Israeli Minister of Culture, Miri Regev, yesterday expressed opposition to the recitation of a poem by renowned Palestinian author Mahmoud Darwish at an Israeli cultural event, calling it a “provocation” and requesting that the performance be cancelled, according to a Hebrew website.
According to news site Maariv, Mira Awwad, a famous Palestinian singer and actress with Israeli citizenship, is set to perform a Darwish poem during an award ceremony of the Society of Authors, Composers and Music Publishers in Israel (ACUM) today, where she is to receive a prize.
Darwish, who died in 2008, is known as Palestine’s national poet, and stands as one of the most prominent figures of modern Palestinian literature. He has long been criticised by Israeli political figures for his stance against the occupation.
Regev, who walked out of an Israeli movie award ceremony in September over the reading of a Darwish poem, has previously called the Palestinian writer the “leader of the Palestinian industry of lies” and objected to the performance of his works in Israel.
Regev reportedly asked ACUM to cancel Awwad’s performance, although the artists’ group rejected her request.
Responding to Regev’s opposition, Awwad said in a radio interview yesterday that she didn’t “understand why Miri Regev does not want to listen to Mahmoud Darwish’s poems. She hasn’t read his poems, and so she is quoting him completely wrong.”
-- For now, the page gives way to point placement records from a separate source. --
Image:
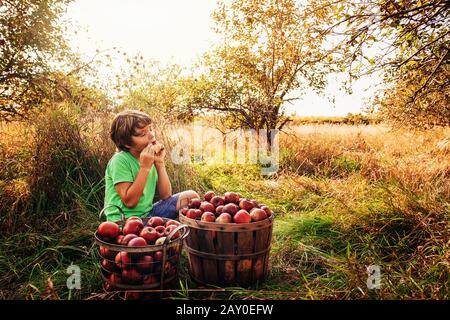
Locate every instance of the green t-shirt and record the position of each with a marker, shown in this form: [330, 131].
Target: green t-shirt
[123, 167]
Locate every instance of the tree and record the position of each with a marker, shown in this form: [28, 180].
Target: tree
[158, 89]
[30, 40]
[412, 40]
[266, 53]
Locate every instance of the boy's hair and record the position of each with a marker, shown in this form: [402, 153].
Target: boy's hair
[124, 126]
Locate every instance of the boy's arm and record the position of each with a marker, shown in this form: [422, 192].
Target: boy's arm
[131, 192]
[163, 185]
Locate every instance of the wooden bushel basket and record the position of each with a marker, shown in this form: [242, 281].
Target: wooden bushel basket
[228, 253]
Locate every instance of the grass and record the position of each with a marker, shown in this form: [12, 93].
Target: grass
[343, 201]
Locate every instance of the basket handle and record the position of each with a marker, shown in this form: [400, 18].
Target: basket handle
[122, 215]
[182, 226]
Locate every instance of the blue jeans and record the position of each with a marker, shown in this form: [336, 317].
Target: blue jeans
[165, 208]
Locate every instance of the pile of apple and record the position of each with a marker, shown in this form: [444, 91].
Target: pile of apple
[123, 267]
[229, 208]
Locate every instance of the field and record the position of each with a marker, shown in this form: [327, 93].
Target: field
[345, 197]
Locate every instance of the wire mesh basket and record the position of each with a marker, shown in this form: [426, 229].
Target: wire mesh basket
[143, 267]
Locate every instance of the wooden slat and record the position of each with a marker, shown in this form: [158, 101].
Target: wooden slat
[225, 245]
[266, 258]
[261, 237]
[205, 238]
[245, 244]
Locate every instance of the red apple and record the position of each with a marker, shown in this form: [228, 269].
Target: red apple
[172, 222]
[191, 214]
[194, 203]
[209, 195]
[184, 211]
[169, 229]
[246, 204]
[119, 238]
[156, 221]
[133, 295]
[127, 238]
[254, 203]
[206, 206]
[161, 230]
[115, 279]
[267, 210]
[107, 254]
[230, 208]
[131, 276]
[217, 201]
[108, 230]
[208, 217]
[160, 241]
[134, 218]
[224, 218]
[133, 226]
[242, 216]
[123, 260]
[149, 234]
[145, 264]
[218, 211]
[157, 256]
[198, 213]
[137, 242]
[108, 265]
[150, 279]
[231, 197]
[258, 215]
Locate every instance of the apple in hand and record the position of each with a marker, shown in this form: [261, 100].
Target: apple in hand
[242, 216]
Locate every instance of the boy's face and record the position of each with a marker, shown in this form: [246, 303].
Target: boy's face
[142, 137]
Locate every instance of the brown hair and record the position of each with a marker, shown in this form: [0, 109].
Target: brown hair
[124, 126]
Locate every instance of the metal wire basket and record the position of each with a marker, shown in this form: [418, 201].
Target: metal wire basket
[141, 268]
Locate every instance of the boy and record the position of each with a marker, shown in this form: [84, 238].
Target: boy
[135, 172]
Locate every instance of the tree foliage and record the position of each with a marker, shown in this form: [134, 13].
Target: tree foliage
[30, 40]
[266, 54]
[408, 40]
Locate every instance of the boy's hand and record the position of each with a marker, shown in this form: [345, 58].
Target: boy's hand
[159, 157]
[147, 157]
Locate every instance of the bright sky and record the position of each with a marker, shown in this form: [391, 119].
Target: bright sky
[179, 31]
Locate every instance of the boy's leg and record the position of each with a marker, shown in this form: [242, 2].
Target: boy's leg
[169, 208]
[185, 197]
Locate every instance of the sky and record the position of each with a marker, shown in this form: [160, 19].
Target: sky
[179, 31]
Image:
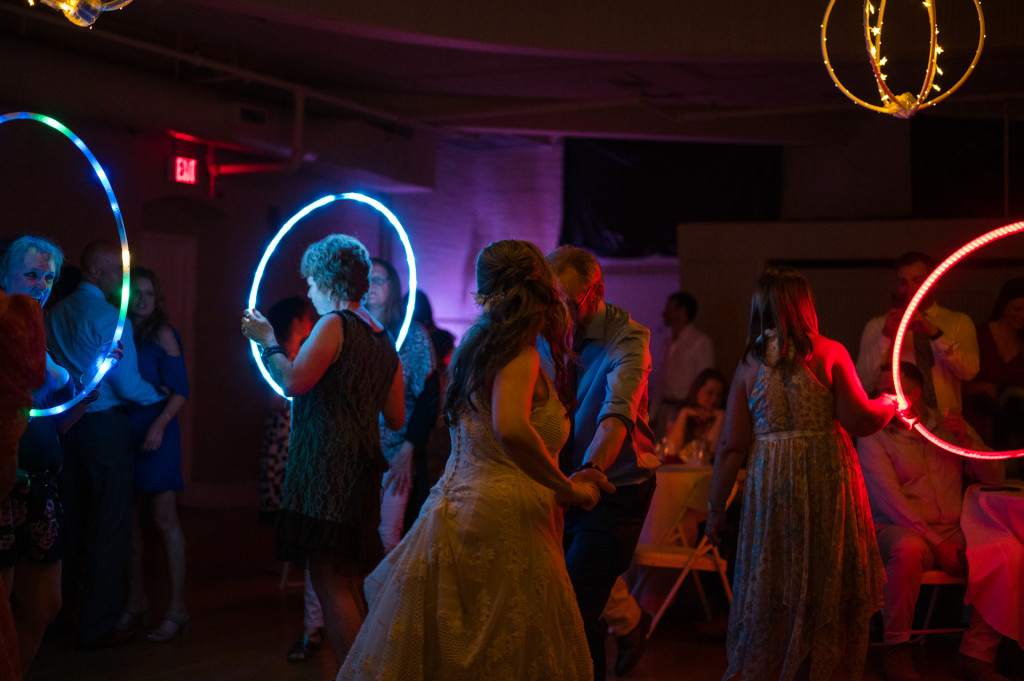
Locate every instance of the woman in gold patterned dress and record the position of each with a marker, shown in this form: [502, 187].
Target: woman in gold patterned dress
[808, 576]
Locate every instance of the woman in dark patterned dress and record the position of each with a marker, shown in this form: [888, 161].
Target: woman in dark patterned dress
[808, 575]
[344, 376]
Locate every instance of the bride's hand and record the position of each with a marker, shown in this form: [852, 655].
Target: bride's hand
[585, 495]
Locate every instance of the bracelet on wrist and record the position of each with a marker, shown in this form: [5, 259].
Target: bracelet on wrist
[268, 352]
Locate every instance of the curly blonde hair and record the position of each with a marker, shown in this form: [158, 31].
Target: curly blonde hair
[521, 300]
[338, 264]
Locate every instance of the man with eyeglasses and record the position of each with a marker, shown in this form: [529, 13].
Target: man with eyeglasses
[609, 437]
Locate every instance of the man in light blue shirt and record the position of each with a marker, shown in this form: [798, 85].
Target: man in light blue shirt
[609, 437]
[97, 474]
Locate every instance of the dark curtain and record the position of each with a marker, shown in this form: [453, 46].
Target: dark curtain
[957, 167]
[624, 199]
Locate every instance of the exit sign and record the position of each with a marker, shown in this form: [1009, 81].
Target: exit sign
[184, 170]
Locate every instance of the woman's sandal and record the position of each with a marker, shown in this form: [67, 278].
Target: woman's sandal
[169, 629]
[306, 644]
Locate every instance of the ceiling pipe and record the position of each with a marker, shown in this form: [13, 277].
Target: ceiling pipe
[375, 115]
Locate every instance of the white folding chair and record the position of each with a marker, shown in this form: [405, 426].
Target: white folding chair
[674, 551]
[936, 578]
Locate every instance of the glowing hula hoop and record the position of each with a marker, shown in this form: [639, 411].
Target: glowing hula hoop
[320, 203]
[904, 324]
[102, 363]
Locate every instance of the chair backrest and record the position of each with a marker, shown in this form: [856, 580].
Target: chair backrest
[692, 511]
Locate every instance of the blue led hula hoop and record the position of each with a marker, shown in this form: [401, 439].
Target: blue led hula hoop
[320, 203]
[102, 363]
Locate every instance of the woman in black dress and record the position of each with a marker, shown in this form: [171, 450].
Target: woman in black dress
[344, 376]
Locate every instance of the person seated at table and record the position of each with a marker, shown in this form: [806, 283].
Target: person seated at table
[699, 420]
[915, 491]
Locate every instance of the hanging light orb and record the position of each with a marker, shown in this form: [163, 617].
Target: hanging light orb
[907, 103]
[83, 12]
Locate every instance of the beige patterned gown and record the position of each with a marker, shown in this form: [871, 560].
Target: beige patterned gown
[808, 575]
[477, 589]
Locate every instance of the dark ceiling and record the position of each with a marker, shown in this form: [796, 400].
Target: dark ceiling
[690, 72]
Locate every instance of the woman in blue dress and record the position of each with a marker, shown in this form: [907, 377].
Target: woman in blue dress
[158, 453]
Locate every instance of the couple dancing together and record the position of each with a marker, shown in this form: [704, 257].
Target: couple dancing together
[478, 588]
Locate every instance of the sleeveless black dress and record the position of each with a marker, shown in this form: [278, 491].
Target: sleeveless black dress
[331, 496]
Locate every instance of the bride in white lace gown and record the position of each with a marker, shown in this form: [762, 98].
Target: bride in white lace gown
[477, 589]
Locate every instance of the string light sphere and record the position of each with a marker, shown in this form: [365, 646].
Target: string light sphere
[904, 324]
[102, 364]
[321, 203]
[905, 104]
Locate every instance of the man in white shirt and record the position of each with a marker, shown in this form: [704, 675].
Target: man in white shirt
[916, 491]
[685, 353]
[98, 458]
[941, 342]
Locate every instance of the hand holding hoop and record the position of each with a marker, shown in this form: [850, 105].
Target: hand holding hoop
[936, 274]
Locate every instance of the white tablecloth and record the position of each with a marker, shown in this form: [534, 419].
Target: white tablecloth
[992, 521]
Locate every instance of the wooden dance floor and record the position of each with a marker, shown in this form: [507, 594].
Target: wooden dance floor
[243, 624]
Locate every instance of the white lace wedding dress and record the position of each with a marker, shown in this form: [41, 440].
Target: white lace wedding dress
[477, 589]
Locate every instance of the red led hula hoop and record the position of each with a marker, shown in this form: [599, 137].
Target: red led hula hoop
[904, 324]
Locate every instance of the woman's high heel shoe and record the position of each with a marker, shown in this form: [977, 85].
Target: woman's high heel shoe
[169, 629]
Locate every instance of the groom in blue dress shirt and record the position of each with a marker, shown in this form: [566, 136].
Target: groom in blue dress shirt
[609, 436]
[97, 475]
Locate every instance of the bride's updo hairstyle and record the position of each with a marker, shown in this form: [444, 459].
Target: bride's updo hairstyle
[782, 303]
[520, 299]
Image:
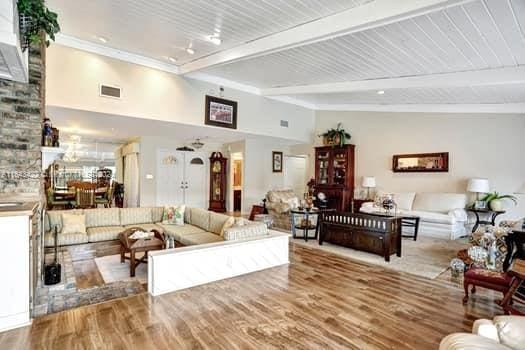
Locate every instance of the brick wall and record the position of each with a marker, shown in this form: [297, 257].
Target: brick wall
[20, 130]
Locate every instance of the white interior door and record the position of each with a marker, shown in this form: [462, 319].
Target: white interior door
[295, 174]
[195, 177]
[170, 177]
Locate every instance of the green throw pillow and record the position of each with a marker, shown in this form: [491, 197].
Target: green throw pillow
[174, 215]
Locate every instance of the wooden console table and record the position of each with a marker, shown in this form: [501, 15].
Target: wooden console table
[375, 234]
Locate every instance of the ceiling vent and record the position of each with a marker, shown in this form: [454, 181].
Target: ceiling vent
[110, 91]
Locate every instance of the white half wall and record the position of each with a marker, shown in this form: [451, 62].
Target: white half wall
[175, 269]
[480, 145]
[73, 78]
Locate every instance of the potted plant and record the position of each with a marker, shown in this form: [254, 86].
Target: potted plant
[495, 200]
[335, 137]
[35, 21]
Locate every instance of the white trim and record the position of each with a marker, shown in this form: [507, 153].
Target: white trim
[84, 45]
[370, 15]
[497, 76]
[512, 108]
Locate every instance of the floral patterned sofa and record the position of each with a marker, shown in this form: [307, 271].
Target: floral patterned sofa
[105, 224]
[279, 203]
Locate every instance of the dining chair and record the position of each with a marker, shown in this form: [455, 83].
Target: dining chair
[85, 198]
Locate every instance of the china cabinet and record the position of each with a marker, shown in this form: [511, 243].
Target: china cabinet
[218, 182]
[334, 175]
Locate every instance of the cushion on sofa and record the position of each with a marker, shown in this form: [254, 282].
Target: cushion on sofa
[104, 233]
[156, 214]
[178, 232]
[439, 202]
[147, 227]
[130, 216]
[102, 217]
[54, 218]
[217, 222]
[73, 223]
[200, 238]
[247, 231]
[64, 239]
[200, 218]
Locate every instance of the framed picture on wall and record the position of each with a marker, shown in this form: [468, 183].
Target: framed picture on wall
[277, 162]
[220, 112]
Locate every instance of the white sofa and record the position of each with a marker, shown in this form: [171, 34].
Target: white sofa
[442, 215]
[503, 333]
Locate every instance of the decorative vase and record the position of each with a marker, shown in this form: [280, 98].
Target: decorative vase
[496, 205]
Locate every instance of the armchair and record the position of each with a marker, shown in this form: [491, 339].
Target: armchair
[279, 203]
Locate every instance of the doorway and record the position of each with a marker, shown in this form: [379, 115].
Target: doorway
[295, 174]
[237, 181]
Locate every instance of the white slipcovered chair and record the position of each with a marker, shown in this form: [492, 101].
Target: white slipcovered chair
[502, 333]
“Identity Card,” a poem Darwish wrote in 1964 detailing the indignities of life subjected to the bureaucracy of the Israeli occupation, has often been targeted by Israeli authorities for including the lines:
“I do not hate people
Nor do I encroach
But if I become hungry
The usurper’s flesh will be my food.”
“Mahmoud Darwish says in his poem about the occupation that he will eat the occupier’s flesh,” Awwad said. “If Miri Regev recognises that she is an occupier in her state, then this poem is talking about her. A sentence like ‘will eat the occupier’s flesh’ does not include incitement against all the Jewish people.”
In July, Israeli Defence Minister Avigdor Lieberman equated the broadcast of Darwish poetry on Israeli radio to glorifying Adolf Hitler’s “Mein Kampf”.